人にとって、豊かな芸術と文化に触れることは、充実した生活を送るために不可欠なことです。それは、障がいのある人にとっても、普通に豊かな芸術と文化を享受できること、そして、障がいのある人が主体者となって、普通に芸術を創作する側になることは普遍的な事実です。

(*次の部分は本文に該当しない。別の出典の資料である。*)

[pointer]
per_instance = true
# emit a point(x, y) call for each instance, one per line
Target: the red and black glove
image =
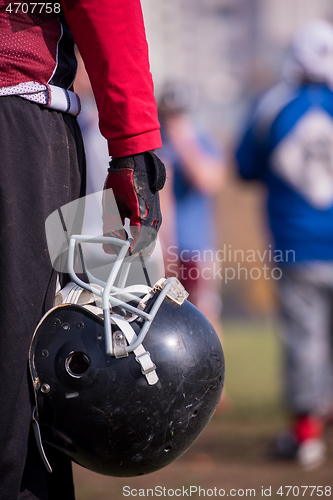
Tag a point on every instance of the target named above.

私は国際障害者交流センタービッグ・アイの多目的ホールの運営を開設当初から携わっています株式会社ハートスの谷哲也です。ビッグ・アイの多目的ホールの運営は他のホールとは全く違った運営手法が求めあれます。それは、技術的なサポートに始まり、ちょっとした心遣いまで様々です。今回のコラムはビッグ・アイでおこなっている障がいのある方へのサポートを披露させていただきます。

【ビッグ・アイ多目的ホールの設備】

ホールで求められるのは音響性能、照明、映像等の演出力がホールの評価となりますが、ビッグ・アイはそれらに加え、あらゆる方が、鑑賞ができ、かつ、演者や講演者として舞台にあがることができるようになっています。

◇入口ドア
劇場のドアは防音のため、重い開き戸となっていますが、ビッグ・アイの入口ドアは、車イス利用者、もしくは手に力を入れにくい方でも、容易に扱える特殊な開閉をする自動ドアとなっています。

◇フラットな構造
多くのホールは音響性能を維持し、収容人数を確保するために面積を一定の範囲に抑え、2階席、3階席を作り、縦方向に拡張していますが、ビッグ・アイの多目的ホールは収容人数に対し、非常に広い面積を確保しています。それは定員1500席の内、客席前部の800席が1部もしくは全部をフラットにできる構造となっており、車いす席の数を0~300席まで設定できる構造となっているからです。
 「高齢者、障害者等の円滑な移動等に配慮した建築設計標準」では「客席の数が400席以下の場合は2以上、400席を超えた場合には2にその400席を超える席数200席ごとに1を加えた数以上であること」とされています。つまり、ビッグ・アイでは車いす席を8席設ければ基準をみたすことになります。新しい劇場、また、多くの施設は改修し、この基準を満たす車イス席を設けていますが、ほとんどが固定席となっているため、車イス利用者が自由に座席を選ぶことはできませんが、ビッグ・アイは事前の設定で自由に車いす席を設定できます。
 また、車いす席には、人工呼吸器など使いながら鑑賞ができるように床の各所に電源があります。
 そして、楽屋から舞台、客席から舞台までも段差がない構造となっていますので、誰もが登壇できます。

◇情報保障
舞台での演出や講演などを、主に聴覚に障がいがある方、視覚に障がいがある方に舞台で行われている演出や講演を伝えるための設備を備えています。
 まず、赤外線ループを活用し、聞こえにくい難聴者に対し音声補聴、視覚に障がいがある方に音声ガイドを流せるシステムがあります。また、映画も放映できる中央の大画面(横約16m×縦約6m)のスクリーンと大型プロジェクターに加え、舞台両端に123インチのマルチビジョンがあり、手話の拡大画像や要約筆記の画像を放映することができます。

◇緊急時
火災などが発生し、避難が必要となった時、通常の音響と光で伝える以外に、4つのデジタル時計に非常文字表示を行い、聴覚障がい者に避難が必要となった理由を伝えます。
 1階に6つ、2階に2つの入口ドアは、火災発生と同時に自動開放し避難路を確保します。

【ホールスタッフとして】

 私は30年に渡り、8カ所の劇場や音楽ホールで照明を専門とする技術スタッフをしてきました。どのホールでもお客様が求められる、それぞれのプログラムが効果高く実現できるようにしてきました。時には「予算が少ないから」というご要望も、知恵を絞り効果高く実現できるよう提案をしてきました。
 私はビッグ・アイで6年間従事していますが、どのプログラムの開催にあたってもお客様とご相談をし、時には陰ながら様々な来館者に対し、他の施設にはない配慮を行っています。
 これは、打合せから始まります。視聴覚に障がいがある方との打ち合わせでは、誤解のないように、様々な手法で実際のイメージを持っていただくようにしています。時にはプログラムの仕様を画像でお見せし、実際のプログラムをお客様と共有するようにしています。その仕様画像は私が携わったほとんどプログラムを記録しており、数百種類にも及び、様々な障がい種別に対応した記録ともなっています。
 そして、ビッグ・アイのホールを熟知していることから、障がいのある方自身さえお気づきになられないところへの配慮も常に心掛けています。客席の位置や舞台上での配置は、事前のお客様のイメージはどうしても配置図に書いた2次元です。それを劇場の空間として3次元にイメージアップし、様々な障がいがある方にとって、安全かつ最適かを判断させていただいています。
 本番においては、通常のホールでも行われている以上に、マイクの高さや位置、入力音声の強さ、照明のあたり具合、登壇者への情報の伝え方、そして、客席におられるそれぞれの障がいのある方への音声の届き方など時間をかけ充分なチェックを行っています。
 例えば、正面からの強い照明と暗い客席のため、方向や距離感が惑わされる舞台に上がられる障がいのある方への配慮は、事前のチェックは完璧に行い、本番中も舞台の進行を妨げないことを念頭に登壇者の動きを注視させていただいています。

 私が心掛けていることがあります。それは長いホール運営からくる経験は、お客様に最善の提案ができると考えますが、その経験に頼ることなく、それぞれのお客様、特に障がいのある方にとって、最高のプログラムができるように配慮を行い、お客様とともに創ることです。 
 「こんなことをしたい。でも...」、「こんなことできればいいけど無理」、「いろんな人に聞いて欲しいけど、そんなことできる?」、「あの人に舞台に上がって欲しいけど大丈夫?」など、まずはご相談をして下さい。建物の構造など改善が困難な物理的な課題もありますが、何らかの代替方法や当方のスタッフとお客様が協力し、人的な手法で解決できることもたくさんあります。ぜひとも、ご一緒に考えさせていただき、実現させていただきたいと思います。

 そして、ビッグ・アイの多目的ホールは「誰ひとり取り残さない」ホール運営を行っていきます。

 次回は快適で安全にりようできるよう24時間施設の維持管理をしていただいているビッグ・アイ業務課施設管理グループの谷口さんにバトンを渡します。